LUSTROUS (3)	24,507 tons D/W; Built/bought 1968 ; sold 1977 ; Sold to Vardiyanis Group for Saudi Arabian trading. Renamed AL KHAFJI.

LUMINOUS (3) 24,605 tons D/W; Built/bought 1968 ; sold 1977 ; Sold to Vardiyanis Group for Saudi Arabian trading. Renamed AL KHALIJ

LUMEN (4) 24,950 tons D/W; Built/bought 1971 ; sold 1977 ; Sold to Vardiyanis Group for Saudi trading. Renamed AL DAMMAM 1.

LUMINETTA (2)	24,950 tons D/W; Built/bought 1972 ; sold 1990

LUMIERE 24,950 tons D/W; Built/bought 1972 ; sold 1992 or later

LUCELLUM	(5)	39,230 tons D/W; Built/bought 1975 ; sold 1978 ; Sold to Gran Colombiana

LUCERNA	(5)	39,230 tons D/W; Built/bought 1976 ; sold 1989


----------



## cap0557

Brilliant, many thanks Hugh

Chris


----------



## Pat Thompson

Greetings,

There wasw also the Lucerna 1952-1964 which is right on the edge of your time window. She was built by Smiths Dock and completed in September 1952 and sold in 1964 becoming Aesopos for Marguardia Cia Naviera SA, Piraeus and again in 1966 to Agenor Sg Co Ltd, Famagusta although she retained the name. She was broken up at Split 1.1.70 [Brodospas] following a main Engine failure in June.69. My (Step) Dad, Jack Hutchinson was Chief Officer of her in the mid late 1950s


----------



## R798780

There were 2 tankers sold in 1964, Lustrous and Lucerna, but I only recall Cunard taking over 3, Lucellum, Luxor and Lucigen. Moss Tanker fleet (the rest) follows


----------



## R798780

H E MOSS & COMPANY


LUMEN (1) DWT 3,825; Bought 1888; Sold 1924; Sold to Harris & Dixon Renamed IVOR May 24 Sank September 1924.

ARAL (1891) DWT 4,420; Bought 1908; Sold 1928; Sold to Wards for scrap.

ASTRAKHAN (1892) DWT 5,170; Bought 1908; Sold 1929; Sold to Germany.
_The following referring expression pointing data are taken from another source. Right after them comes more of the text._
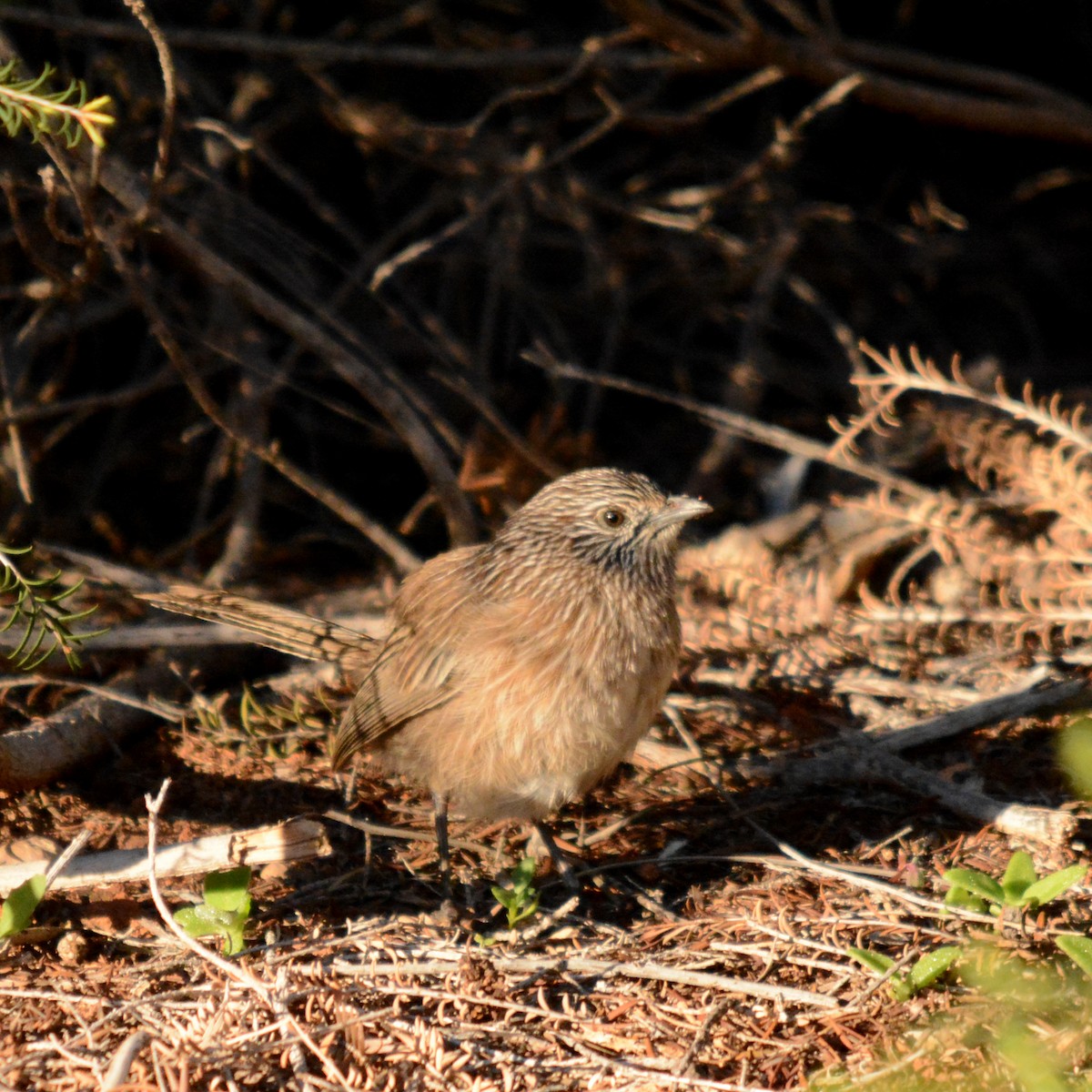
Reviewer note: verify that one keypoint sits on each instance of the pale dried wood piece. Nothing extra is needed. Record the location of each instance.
(868, 763)
(293, 840)
(603, 969)
(83, 730)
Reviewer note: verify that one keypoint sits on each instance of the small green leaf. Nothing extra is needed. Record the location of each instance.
(1018, 877)
(1075, 753)
(206, 921)
(1049, 887)
(523, 874)
(875, 961)
(228, 890)
(964, 899)
(19, 907)
(506, 898)
(977, 883)
(932, 966)
(1079, 949)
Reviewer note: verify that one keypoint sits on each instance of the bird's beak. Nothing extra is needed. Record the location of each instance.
(678, 511)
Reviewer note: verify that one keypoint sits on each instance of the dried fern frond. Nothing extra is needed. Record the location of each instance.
(1046, 414)
(37, 605)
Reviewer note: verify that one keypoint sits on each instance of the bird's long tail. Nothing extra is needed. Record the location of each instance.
(268, 623)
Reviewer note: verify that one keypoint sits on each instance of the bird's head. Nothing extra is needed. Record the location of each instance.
(602, 518)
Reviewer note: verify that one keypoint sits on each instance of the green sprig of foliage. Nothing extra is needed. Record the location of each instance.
(39, 607)
(225, 910)
(520, 900)
(69, 114)
(1020, 889)
(19, 907)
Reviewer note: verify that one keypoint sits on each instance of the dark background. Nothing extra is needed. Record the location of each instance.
(605, 212)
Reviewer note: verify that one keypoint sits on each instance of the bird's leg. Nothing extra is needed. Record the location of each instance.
(561, 863)
(443, 851)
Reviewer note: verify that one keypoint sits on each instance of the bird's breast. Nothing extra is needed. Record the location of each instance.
(549, 698)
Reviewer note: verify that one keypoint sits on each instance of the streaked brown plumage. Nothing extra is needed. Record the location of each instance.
(519, 672)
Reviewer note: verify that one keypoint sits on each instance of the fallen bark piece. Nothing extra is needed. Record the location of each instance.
(293, 840)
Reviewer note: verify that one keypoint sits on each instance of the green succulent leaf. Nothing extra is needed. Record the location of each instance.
(932, 966)
(19, 907)
(1018, 877)
(980, 884)
(1079, 949)
(875, 961)
(206, 921)
(228, 890)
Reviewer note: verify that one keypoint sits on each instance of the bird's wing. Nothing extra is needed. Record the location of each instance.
(270, 625)
(409, 677)
(416, 669)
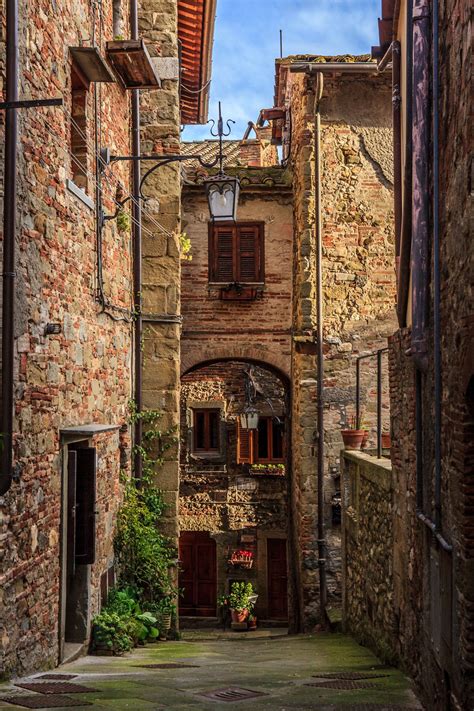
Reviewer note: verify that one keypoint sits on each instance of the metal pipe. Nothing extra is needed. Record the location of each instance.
(379, 403)
(358, 393)
(397, 146)
(323, 67)
(137, 257)
(9, 238)
(405, 237)
(436, 270)
(320, 353)
(421, 182)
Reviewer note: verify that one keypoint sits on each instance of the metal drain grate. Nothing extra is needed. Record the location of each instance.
(343, 684)
(168, 665)
(382, 707)
(55, 687)
(350, 676)
(57, 677)
(44, 702)
(232, 693)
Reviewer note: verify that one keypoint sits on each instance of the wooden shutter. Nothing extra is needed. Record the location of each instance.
(244, 445)
(248, 250)
(85, 506)
(222, 254)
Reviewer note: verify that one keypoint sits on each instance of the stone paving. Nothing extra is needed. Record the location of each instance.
(277, 666)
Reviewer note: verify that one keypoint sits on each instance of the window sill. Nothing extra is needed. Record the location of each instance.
(80, 194)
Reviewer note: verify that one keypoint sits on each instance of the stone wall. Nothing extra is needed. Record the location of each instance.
(161, 245)
(358, 287)
(81, 375)
(367, 543)
(238, 506)
(434, 588)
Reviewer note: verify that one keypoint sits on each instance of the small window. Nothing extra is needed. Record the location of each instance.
(264, 445)
(206, 425)
(79, 134)
(236, 253)
(117, 18)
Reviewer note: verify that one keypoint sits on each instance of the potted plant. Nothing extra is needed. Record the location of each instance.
(240, 601)
(353, 435)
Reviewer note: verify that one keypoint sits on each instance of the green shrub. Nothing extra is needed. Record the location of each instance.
(111, 632)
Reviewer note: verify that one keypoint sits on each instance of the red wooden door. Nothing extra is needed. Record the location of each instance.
(277, 579)
(197, 575)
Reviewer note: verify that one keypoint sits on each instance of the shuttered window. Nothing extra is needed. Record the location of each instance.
(263, 445)
(206, 426)
(236, 253)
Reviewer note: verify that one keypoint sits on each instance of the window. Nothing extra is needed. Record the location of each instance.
(264, 445)
(117, 18)
(79, 152)
(206, 425)
(236, 253)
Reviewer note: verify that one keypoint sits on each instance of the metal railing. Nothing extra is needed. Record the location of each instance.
(375, 354)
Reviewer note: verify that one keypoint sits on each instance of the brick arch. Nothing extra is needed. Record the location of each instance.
(255, 354)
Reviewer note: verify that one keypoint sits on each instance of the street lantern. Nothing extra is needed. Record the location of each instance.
(223, 196)
(249, 418)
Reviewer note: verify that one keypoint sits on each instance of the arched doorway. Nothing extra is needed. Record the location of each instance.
(234, 486)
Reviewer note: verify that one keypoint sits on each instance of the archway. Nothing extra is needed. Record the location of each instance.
(234, 482)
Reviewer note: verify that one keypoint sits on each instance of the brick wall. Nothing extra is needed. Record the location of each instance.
(358, 287)
(81, 375)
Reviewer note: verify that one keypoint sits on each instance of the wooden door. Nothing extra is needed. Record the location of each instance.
(197, 575)
(277, 579)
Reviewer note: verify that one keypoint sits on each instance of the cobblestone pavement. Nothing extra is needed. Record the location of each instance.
(278, 668)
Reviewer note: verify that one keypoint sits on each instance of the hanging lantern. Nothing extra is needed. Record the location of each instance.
(223, 196)
(249, 418)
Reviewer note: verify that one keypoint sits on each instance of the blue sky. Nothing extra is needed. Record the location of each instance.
(247, 40)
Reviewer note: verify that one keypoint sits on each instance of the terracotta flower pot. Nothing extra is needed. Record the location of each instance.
(239, 615)
(252, 623)
(353, 438)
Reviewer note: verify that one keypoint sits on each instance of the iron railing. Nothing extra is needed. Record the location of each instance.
(375, 354)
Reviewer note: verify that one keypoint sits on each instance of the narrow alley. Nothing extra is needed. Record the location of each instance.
(215, 670)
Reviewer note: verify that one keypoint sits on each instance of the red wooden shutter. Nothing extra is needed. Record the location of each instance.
(249, 258)
(244, 445)
(222, 259)
(85, 502)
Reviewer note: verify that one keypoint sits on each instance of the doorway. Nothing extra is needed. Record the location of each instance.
(79, 505)
(197, 576)
(277, 579)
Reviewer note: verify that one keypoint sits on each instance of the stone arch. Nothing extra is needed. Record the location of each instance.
(254, 354)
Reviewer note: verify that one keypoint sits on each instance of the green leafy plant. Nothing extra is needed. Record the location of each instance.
(240, 596)
(185, 247)
(111, 632)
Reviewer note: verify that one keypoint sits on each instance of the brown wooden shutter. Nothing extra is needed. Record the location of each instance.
(222, 257)
(85, 506)
(244, 445)
(249, 253)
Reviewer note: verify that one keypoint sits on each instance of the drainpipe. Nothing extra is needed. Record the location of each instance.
(9, 238)
(137, 254)
(420, 267)
(320, 354)
(434, 526)
(405, 236)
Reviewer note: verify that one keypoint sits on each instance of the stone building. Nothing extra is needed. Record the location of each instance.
(74, 302)
(248, 302)
(428, 579)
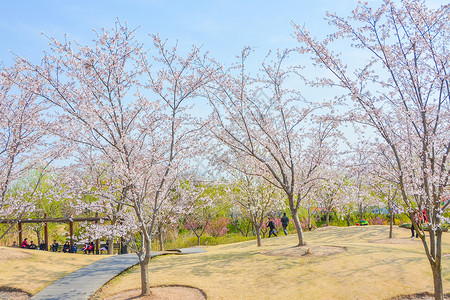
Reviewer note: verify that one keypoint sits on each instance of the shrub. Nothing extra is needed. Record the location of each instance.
(377, 221)
(218, 227)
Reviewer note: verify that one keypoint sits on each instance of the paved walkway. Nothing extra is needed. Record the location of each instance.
(83, 283)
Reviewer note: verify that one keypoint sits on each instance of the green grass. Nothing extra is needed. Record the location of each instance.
(367, 270)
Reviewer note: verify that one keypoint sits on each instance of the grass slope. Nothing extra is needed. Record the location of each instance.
(367, 270)
(32, 270)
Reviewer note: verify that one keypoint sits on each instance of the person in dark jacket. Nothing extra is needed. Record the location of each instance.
(285, 223)
(32, 246)
(271, 225)
(24, 243)
(55, 246)
(66, 247)
(42, 246)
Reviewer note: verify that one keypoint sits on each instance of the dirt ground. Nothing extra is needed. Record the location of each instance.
(420, 296)
(12, 253)
(306, 251)
(7, 293)
(163, 293)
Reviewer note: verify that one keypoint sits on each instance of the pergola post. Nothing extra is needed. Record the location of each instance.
(71, 236)
(46, 233)
(97, 243)
(20, 234)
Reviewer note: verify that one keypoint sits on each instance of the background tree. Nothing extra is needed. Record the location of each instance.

LUCERNA (1) DWT 7,380; Bought 1896; Sold 1896;	

LUCIGEN (1) DWT 7,176; Bought 1909; Sold 1939; Sold to Admiralty for use as storage vessel at Lagos. Towed to sea and sunk.

LUCELLUM (1) DWT 7,190; Bought 1912; Sold 1913; Sold to French Govt. Renamed GIRONDE.

LUCELLUM (2) DWT 7,190; Bought 1913; Sold 1936; Scrapped (Rijsolijks) .

LUMINA (1) DWT 8,735; Bought 1915; «.—	Torpedoed and sunk Mediterranean

LUMINA (2) DWT 8,607; Bought 1916; Sold 1935; Scrapped (Bolkow) .

LUCERNA (2) (1892) DWT 4,928; Bought 1918; Sold 1930; Bought from Tamplin; Sold to Ghiradi, Italy Renamed GUISEPPE GHIRADI.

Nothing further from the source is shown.